Convergence of a series and its derivative I have to study punctual, uniform and total  convergence of the following sums
$$u(x)=\sum_{n=1}^{+\infty}u_n(x)=\sum_{n=1}^{+\infty}\dfrac{1}{n^2}\int_0^1\exp(-nxt^4)dt$$
$$v(x)=\sum_{n=1}^{+\infty}u_n'(x)$$
I'm looking for exercises of sequences of functions which involve the study of sequences of functions in integral form but I haven't study Lebesgue integrability yet. I'm trying to solve the exercises with a quite standard theory about convergence of function sequences and function series.
I initially found a little bit confusing the fact that the integrand has both the variables $x$ and $t$.

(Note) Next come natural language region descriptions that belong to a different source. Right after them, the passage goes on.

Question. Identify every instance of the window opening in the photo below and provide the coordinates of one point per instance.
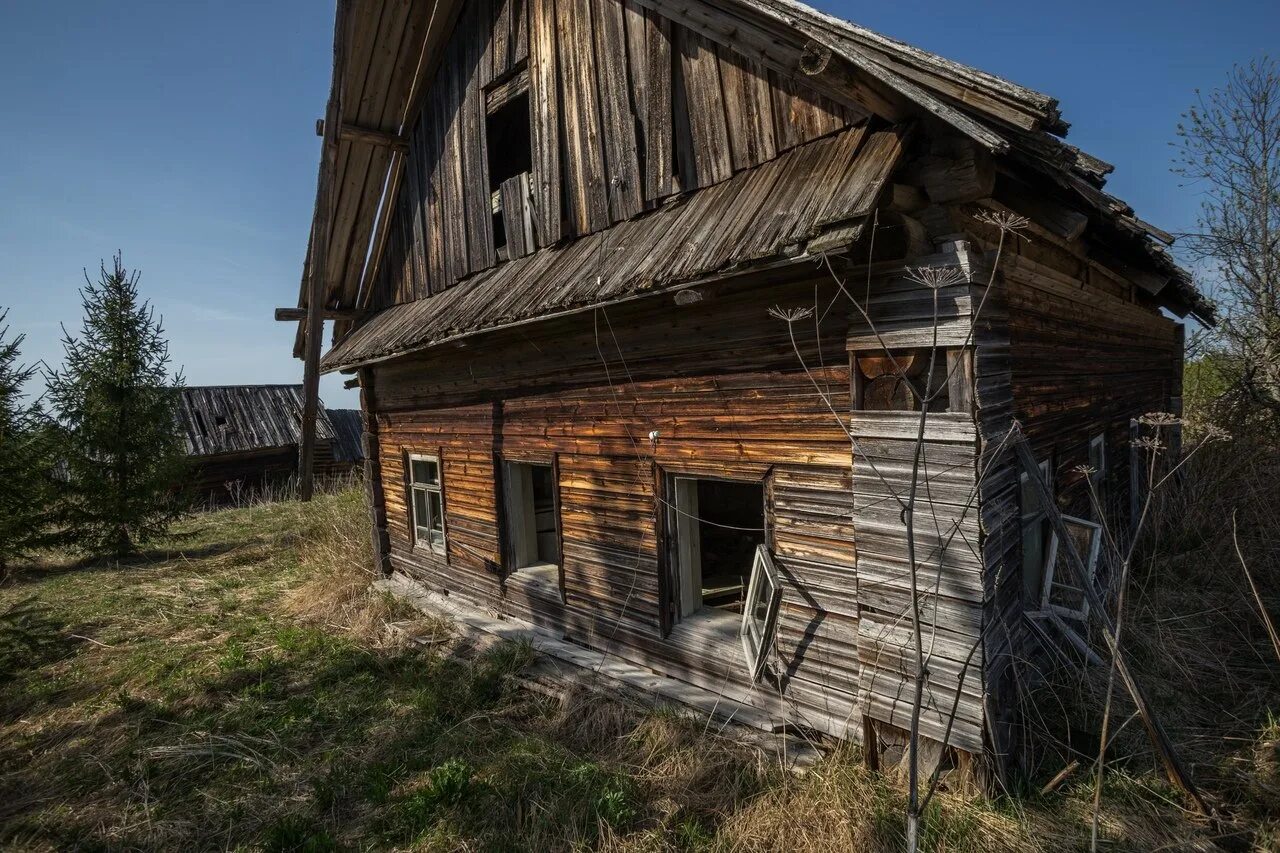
(426, 496)
(760, 614)
(510, 154)
(531, 524)
(1036, 529)
(882, 381)
(717, 524)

What I've done is considering $t\in[0,1]$ and $x\in \mathbb R$. For the punctual convergence I discarded the case $x<0$ because in this case the integrand would be, for $n\to \infty$, $\dfrac{\exp(-nxt^4)}{n^2}=\dfrac{1}{e^{nxt^4}n^2}\sim\dfrac{1}{e^{nxt^4}}\to\infty,\forall x\in\mathbb R^-$. At this point I think I can say that since the integral from zero to one can be divergent or can assume a real value, the sum would have a non zero general term so it can't be punctual convergent in $\mathbb R^-$.

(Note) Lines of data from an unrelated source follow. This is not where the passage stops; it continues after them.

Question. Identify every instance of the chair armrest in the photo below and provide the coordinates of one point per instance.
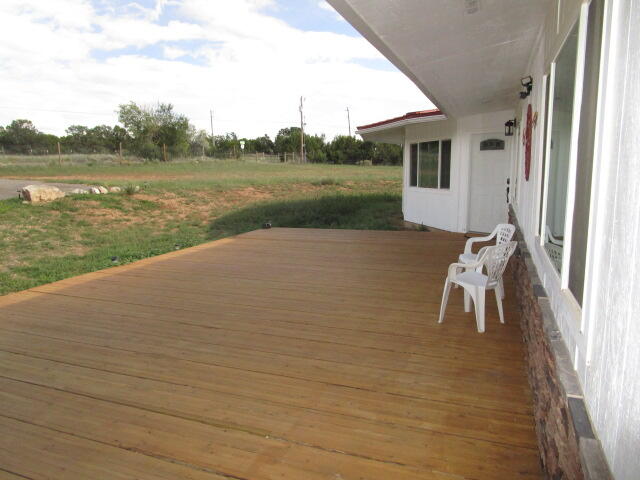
(468, 248)
(453, 268)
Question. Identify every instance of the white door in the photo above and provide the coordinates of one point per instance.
(488, 182)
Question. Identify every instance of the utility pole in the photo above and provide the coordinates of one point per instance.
(302, 158)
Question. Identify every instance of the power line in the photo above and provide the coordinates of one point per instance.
(302, 130)
(55, 111)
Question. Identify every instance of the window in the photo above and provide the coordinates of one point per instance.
(492, 144)
(547, 102)
(560, 113)
(430, 164)
(560, 149)
(413, 168)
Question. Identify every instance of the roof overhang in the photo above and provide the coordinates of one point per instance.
(392, 130)
(467, 56)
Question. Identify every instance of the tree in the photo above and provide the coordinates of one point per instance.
(348, 150)
(152, 128)
(387, 154)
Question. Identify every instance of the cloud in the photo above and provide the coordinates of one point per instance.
(323, 5)
(252, 66)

For $x\ge 0$ I have $u_n(0)=\dfrac{1}{n^2}\forall n\in\mathbb N$ and I can apply
$$\dfrac{1}{e^{nxt^4}}\le \dfrac{1}{n}\implies u_n\le\dfrac{1}{n^3}\implies \sum u_n\le\sum\dfrac{1}{n^3}$$
so we have punctual, uniform and total convergence in $[0,+\infty)$.

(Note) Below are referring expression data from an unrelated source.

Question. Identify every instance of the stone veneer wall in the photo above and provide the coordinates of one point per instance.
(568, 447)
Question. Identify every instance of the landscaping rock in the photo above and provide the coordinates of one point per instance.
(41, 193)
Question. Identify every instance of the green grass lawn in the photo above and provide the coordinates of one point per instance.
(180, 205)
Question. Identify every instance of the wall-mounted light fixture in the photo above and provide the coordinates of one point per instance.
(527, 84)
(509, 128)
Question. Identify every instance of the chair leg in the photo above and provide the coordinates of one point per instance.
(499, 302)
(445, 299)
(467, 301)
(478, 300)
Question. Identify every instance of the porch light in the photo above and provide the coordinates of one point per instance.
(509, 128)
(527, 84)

I really have problems with $u'_n(x)$... Shouldn't it be zero?
 A: Your conclusions and general approach for $\sum u_n(x)$ are correct but the arguments have a few errors.
For $x < 0$:
You claim that
$$\displaystyle \frac{\exp(-nxt^4)}{n^2}=\frac{1}{e^{nxt^4}n^2}\sim_{n \to \infty}\frac{1}{e^{nxt^4}},$$
but the symbolism $f(n)\sim g(n)$ means $\lim_{n \to \infty}f(n)/g(n) = 1$, which is not true in this case.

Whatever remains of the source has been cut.